Can you think of a better individual win this year in the entire sport? I don't see anything topping a five-set victory against the world No. 1 in a big match that breaks a brutal losing streak. Sinner beating Djokovic at the Australian Open was historic but came against a Novak possessed by a middling tennis player for the first time in his life. Naomi Osaka upsetting then-three-time Roland-Garros champion Iga Swiatek in the second round of the tournament in late May would have been even more impressive, but Osaka’s blistering performance fell one point short and Swiatek nabbed the win. And Swiatek’s epic, match-point extravaganza with Aryna Sabalenka in Madrid may have been of higher quality, but it didn’t take place at a major. Medvedev somehow transformed from a pigeon into a blazing phoenix when it mattered most, a sight so rarely seen in consequential moments.

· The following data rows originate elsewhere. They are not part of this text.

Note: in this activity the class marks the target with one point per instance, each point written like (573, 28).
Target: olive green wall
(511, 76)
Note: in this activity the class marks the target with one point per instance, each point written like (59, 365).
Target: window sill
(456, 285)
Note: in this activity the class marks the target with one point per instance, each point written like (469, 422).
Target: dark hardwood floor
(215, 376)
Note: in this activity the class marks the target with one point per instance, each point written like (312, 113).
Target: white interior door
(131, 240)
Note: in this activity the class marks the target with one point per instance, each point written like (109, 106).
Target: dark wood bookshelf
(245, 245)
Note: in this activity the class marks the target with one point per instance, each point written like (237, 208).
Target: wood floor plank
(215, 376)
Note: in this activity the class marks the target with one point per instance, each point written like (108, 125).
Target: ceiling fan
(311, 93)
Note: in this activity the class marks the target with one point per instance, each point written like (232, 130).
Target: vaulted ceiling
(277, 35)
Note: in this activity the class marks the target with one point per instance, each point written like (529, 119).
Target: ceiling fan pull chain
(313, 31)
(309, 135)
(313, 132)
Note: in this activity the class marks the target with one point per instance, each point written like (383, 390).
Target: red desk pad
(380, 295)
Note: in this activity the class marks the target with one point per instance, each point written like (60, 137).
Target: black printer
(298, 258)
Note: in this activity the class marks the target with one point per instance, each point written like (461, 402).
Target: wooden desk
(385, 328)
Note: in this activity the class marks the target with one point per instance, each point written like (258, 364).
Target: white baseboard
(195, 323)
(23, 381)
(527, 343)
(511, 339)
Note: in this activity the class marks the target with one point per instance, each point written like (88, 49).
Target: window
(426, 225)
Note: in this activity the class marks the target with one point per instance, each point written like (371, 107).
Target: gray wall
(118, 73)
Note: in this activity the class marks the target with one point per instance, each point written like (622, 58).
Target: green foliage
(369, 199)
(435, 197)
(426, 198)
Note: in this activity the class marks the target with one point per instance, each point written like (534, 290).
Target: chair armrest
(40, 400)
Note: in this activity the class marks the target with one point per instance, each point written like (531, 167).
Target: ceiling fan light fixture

Now Medvedev has to burst into flames all over again. He has Alcaraz next, who thrashed him 6-3, 6-3, 6-3 at this exact stage of Wimbledon last year. Medvedev tends to struggle backing up these sensational upsets—after stunning Alcaraz at the U.S. Open to avenge the Wimbledon drubbing, he lost in straight sets to Djokovic. It’s cruel. The era of peak Djokovic, Rafael Nadal, and Roger Federer meant that any potential interloper would have to beat at least two of them to win a major. Naturally, this hardly ever happened. Even as that period comes to an end, Alcaraz and Sinner have risen to fill the gaps. 

An entire generation of players (say, anyone aged 23-29) has seen their chance to win a major—thought to increase after the Big Three aged out—collectively plunge back down to nil. Sure, one or two might steal a big title here and there, but it’ll be a feel-good moment due to a fortunate draw, not a coronation. Medvedev has resisted the slide into irrelevance more than anybody else on the ATP. He has already won a major, the 2021 U.S. Open, and been ranked No. 1 for a few fleeting weeks in 2022. But he wants more, and he's been able to get it on occasion. He’s beaten Alcaraz and Sinner in his last meeting with each at a major, even if he's lost his other eight matches against the pair in the last 12 months. Medvedev is trying, damn it, and I hope those efforts keep sporadically squeezing him into the spotlight at the expense of the two golden boys.